Maybe it’s me, but I tend to think of film critics and book critics and music critics as, well, pasty white men with beards. Their beards are generally tastefully trimmed and the color is reminiscent of salt and pepper. Hair is almost always slicked back, not in a sleazy way, more in a “I’m going bald at some point soon, so this is just an interim step” way.
This mental image is the only way I can explain why these critics are so often completely out of touch with the real world. They live in a special critic bubble, somehow thinking they’re opening the debate, never realizing that their opinions aren’t being considered. Film critics, for example, give disproportionate attention to obscure foreign film.
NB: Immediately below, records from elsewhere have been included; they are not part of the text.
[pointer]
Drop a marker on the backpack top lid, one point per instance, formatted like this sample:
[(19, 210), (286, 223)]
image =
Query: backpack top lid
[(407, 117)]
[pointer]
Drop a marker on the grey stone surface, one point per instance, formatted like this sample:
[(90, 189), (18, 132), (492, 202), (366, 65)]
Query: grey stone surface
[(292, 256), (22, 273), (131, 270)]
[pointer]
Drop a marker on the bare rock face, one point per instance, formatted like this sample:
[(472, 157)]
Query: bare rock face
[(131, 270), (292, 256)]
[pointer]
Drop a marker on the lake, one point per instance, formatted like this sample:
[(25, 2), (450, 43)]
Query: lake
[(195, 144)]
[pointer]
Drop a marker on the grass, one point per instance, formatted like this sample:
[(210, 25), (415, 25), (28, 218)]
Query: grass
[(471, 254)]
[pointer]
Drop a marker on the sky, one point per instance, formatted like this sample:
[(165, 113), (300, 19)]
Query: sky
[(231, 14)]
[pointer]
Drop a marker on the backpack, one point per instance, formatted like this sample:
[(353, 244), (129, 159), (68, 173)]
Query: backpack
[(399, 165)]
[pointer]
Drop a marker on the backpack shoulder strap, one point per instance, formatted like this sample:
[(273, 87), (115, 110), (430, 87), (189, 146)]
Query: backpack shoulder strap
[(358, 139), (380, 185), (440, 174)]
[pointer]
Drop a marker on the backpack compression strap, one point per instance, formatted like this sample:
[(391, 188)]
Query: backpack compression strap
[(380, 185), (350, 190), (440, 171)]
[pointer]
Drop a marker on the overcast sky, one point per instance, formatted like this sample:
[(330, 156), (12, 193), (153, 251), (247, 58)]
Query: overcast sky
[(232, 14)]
They seem genuinely astounded that an American film can be funny and intelligent; they begin to wonder if Woody Allen has somehow reinvigorated his style and is working under a pseudonym.
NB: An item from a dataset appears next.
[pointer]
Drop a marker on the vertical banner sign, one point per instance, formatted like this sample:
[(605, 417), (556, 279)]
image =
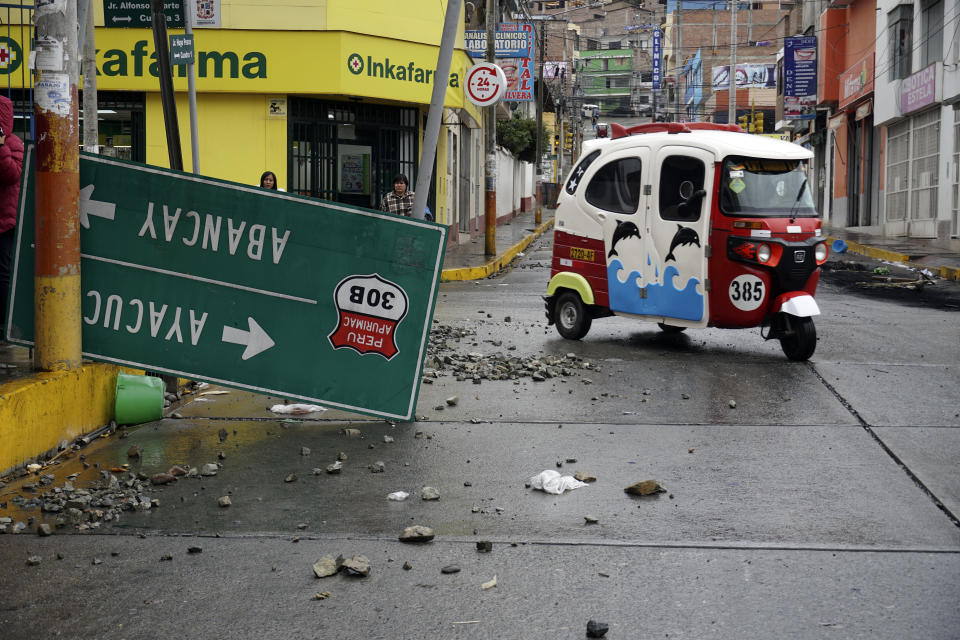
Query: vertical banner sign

Writing for the Guardian, Jeff Jarvis asks the all-important question:
Yes, who needs critics in an age when everybody’s a critic? And what is the role of the critic at a time when there is far too much entertainment for any critic to take in and review?
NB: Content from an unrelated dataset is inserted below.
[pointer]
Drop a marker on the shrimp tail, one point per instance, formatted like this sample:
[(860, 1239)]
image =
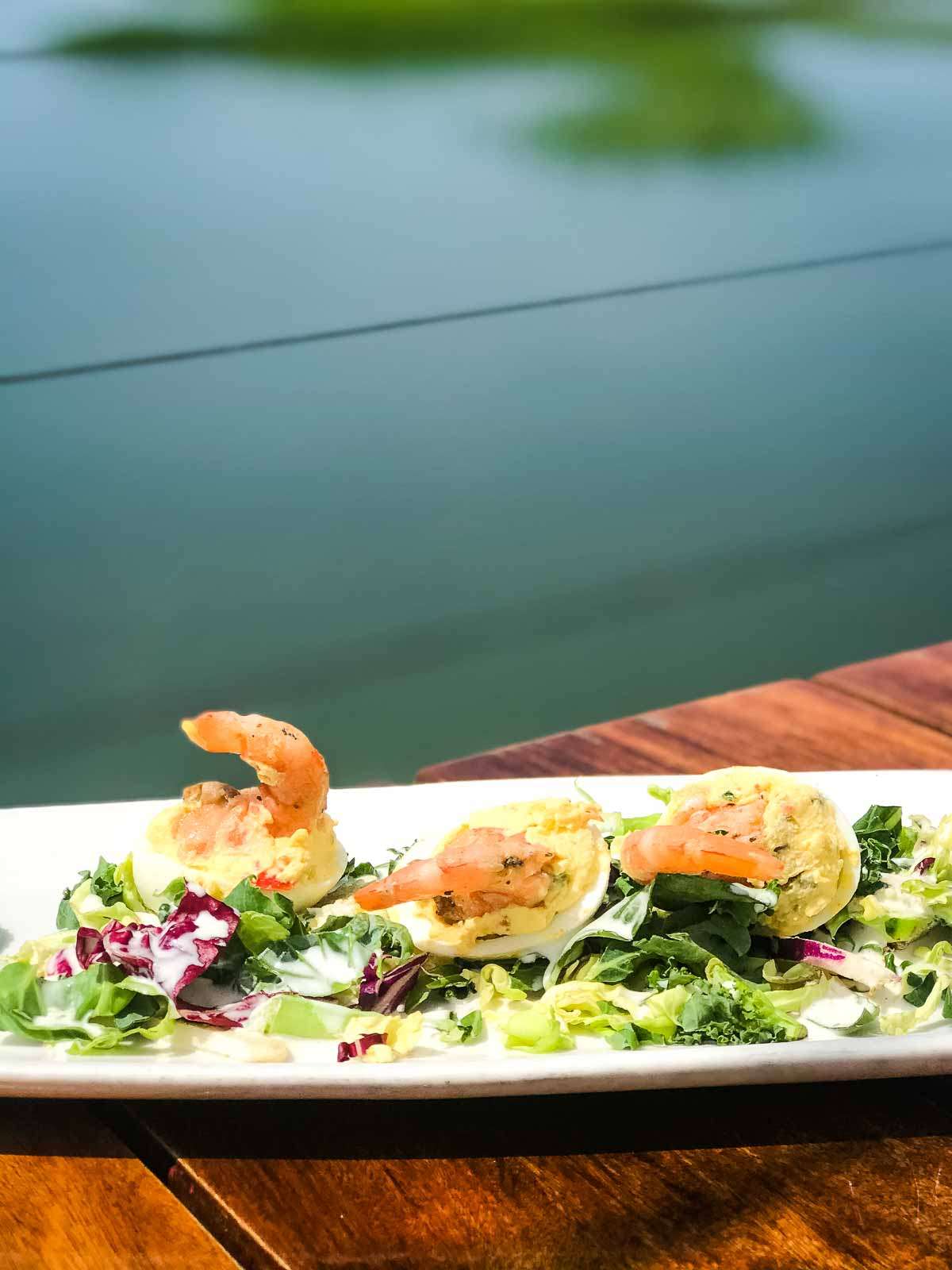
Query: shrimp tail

And answers it by quoting Terry Teachout (who echoes Jarvis’s thoughts)
“Middle-aged print-media critics who want to be read in the age of web-based journalism must start by recognising that they’re in direct competition with younger bloggers. If they don’t, they’ll vanish – and most of them will deserve their fate. If I were a newspaper editor, I’d be looking to the blogs for the next generation of critics.”
I often complain that the Los Angeles Times Book Review is a work of fantasy. It continues to willfully, stubbornly ignore the fact that people read a wide range of books. You can argue that the works actually deemed good enough or provocative enough for review deserve to be highlighted. I say, “Sure, but what about the rest of them? The stuff you refuse to acknowledge? Don’t you wonder if you’re losing credibility with the audience you’re pretending to engage?”
Because I see the LATBR as out of touch with reality — I assume it’s an exercise in self-indulgence. I appreciate interesting films from France, but just as all the trailers shown at the Laemmle chain have the same look and feel, foreign film often seems so emotionally removed, so culturally stilted. So often I try to make sense of it all, only to find there is no sense to make.
These are the films our current crop of critics embrace. I always figure they don’t get it either, so praise the obscurity and pass the popcorn.
Media criticism in major publications is waning because the critics have pre-defined notions of culture and, well, what is good. And while cultural snobbery is a time-honored tradition, it doesn’t pay the bills.